Most of the world’s 7.4 billion people now have access to the Internet, yet only 47 percent are actually online.
Newly released stats from the United Nations revealed that mobile-broadband networks now extend to 84 percent of the world’s population, but high prices as well as other barriers are keeping many people offline.
“To bring more people online, it is important to focus on reducing overall socio-economic inequalities,” ITU Secretary-General Houlin Zhao said in a press release. “Education and income levels are strong determinants of whether or not people use the Internet. ICTs will be essential in meeting each and every one of the 17 Sustainable Development Goals (SDGs), and this report plays an important role in the SDG process. Without measurement and reporting, we cannot track the progress being made and identify areas that require action, and this is why ITU gathers data and publishes this important report every year.”

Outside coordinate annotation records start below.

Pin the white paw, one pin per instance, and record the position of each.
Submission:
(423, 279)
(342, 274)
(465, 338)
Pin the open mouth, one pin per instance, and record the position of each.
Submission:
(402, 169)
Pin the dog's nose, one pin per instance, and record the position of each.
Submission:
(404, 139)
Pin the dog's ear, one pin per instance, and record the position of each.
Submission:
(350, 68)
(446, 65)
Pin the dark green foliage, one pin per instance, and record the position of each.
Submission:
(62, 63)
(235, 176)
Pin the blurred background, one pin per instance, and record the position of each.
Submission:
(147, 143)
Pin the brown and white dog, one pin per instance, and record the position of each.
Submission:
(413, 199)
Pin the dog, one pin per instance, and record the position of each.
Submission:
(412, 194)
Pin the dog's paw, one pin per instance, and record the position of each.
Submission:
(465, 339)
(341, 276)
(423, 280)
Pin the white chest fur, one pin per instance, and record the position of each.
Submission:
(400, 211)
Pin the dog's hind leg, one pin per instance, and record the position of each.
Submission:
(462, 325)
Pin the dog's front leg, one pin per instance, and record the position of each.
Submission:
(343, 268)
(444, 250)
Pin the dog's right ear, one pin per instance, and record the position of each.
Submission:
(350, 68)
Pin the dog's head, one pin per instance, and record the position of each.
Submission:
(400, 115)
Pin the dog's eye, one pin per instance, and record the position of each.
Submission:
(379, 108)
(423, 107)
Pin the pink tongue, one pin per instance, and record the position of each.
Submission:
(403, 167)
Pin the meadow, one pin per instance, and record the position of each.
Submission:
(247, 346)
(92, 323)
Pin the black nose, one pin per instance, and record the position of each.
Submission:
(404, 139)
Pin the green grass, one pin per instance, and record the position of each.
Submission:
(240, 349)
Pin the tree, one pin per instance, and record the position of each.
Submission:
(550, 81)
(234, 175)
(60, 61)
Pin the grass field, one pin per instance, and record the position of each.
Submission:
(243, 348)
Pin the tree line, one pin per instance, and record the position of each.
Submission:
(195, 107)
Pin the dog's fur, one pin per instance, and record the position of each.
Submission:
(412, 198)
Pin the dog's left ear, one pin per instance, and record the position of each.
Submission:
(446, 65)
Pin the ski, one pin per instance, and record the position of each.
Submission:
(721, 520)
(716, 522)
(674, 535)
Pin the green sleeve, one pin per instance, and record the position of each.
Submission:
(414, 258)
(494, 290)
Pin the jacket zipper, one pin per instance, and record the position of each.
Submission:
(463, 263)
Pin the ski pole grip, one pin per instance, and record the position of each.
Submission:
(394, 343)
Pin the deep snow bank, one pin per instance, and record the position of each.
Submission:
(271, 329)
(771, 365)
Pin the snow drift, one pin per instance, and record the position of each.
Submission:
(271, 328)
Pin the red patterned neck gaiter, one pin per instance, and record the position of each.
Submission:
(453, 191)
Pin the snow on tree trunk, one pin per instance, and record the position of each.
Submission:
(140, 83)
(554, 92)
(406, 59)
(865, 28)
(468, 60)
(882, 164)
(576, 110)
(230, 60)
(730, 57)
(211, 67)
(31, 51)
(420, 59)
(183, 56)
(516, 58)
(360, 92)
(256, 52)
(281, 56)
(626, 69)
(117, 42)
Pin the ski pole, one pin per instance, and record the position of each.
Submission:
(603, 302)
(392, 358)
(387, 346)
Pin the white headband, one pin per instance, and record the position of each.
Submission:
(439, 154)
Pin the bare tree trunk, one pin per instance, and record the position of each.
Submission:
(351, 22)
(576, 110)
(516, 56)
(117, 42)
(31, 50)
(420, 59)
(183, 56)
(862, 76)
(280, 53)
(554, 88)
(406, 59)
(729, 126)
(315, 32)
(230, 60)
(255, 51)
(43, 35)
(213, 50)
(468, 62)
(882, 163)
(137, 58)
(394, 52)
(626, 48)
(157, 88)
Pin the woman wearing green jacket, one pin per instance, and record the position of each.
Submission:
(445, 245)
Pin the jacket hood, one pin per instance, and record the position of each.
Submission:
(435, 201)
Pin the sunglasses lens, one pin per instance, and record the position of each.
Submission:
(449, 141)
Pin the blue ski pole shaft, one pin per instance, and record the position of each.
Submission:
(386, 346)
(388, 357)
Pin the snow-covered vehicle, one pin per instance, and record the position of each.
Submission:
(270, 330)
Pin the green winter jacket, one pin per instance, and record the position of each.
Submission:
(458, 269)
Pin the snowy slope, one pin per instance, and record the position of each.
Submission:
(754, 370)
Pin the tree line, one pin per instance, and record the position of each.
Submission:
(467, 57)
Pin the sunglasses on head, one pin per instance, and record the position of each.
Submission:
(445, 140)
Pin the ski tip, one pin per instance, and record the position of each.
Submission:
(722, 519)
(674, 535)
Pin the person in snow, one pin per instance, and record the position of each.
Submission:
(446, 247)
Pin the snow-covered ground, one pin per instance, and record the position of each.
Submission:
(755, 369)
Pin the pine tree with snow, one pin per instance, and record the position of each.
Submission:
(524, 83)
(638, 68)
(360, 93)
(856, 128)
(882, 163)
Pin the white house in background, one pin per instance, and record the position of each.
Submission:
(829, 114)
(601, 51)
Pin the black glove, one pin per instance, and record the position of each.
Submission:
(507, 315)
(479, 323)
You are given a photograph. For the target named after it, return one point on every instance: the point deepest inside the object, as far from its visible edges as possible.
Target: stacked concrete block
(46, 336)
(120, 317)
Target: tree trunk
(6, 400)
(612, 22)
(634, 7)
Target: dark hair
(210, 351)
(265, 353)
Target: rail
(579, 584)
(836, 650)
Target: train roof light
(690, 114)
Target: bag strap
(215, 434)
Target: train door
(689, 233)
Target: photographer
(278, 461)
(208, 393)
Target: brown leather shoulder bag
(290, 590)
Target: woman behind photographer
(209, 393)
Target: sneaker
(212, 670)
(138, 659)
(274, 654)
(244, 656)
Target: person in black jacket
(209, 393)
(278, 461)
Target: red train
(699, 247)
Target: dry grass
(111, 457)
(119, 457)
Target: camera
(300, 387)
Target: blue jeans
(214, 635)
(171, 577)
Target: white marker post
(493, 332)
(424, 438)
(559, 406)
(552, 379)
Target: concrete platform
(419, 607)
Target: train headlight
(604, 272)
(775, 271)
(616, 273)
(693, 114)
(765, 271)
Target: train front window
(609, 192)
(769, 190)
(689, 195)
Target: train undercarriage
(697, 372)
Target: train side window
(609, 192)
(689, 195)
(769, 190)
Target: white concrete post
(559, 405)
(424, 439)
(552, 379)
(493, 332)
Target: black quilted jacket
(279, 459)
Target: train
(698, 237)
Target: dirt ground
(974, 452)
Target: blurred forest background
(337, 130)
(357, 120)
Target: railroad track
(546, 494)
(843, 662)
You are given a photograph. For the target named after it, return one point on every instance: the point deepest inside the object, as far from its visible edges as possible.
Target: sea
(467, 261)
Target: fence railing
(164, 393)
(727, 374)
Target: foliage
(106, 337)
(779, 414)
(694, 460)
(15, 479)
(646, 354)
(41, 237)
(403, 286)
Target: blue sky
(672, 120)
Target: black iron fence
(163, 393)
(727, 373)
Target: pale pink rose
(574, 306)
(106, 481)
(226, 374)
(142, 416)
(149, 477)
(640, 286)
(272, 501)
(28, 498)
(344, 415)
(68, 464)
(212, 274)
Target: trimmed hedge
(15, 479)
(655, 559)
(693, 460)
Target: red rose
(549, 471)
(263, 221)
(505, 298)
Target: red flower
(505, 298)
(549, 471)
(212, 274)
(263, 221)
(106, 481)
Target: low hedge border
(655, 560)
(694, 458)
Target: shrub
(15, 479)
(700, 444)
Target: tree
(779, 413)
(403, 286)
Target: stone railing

With the end of 2016 in sight, there are now nearly as many mobile-cellular subscriptions as people on the planet and 95 percent of the human race lives in an area covered by a mobile-cellular signal. However, that number does not paint a completely accurate picture of mobile phone use because many people, especially in North America and Europe have multiple subscriptions or devices.
In developing countries, a “significant part of the population” does not use mobile-cellular services while in developing economies roughly 20 percent of the population are still not using a mobile phone.
The UN said other metrics also need to be produced “to accurately assess mobile uptake, such as the number of mobile phone users or mobile phone owners.”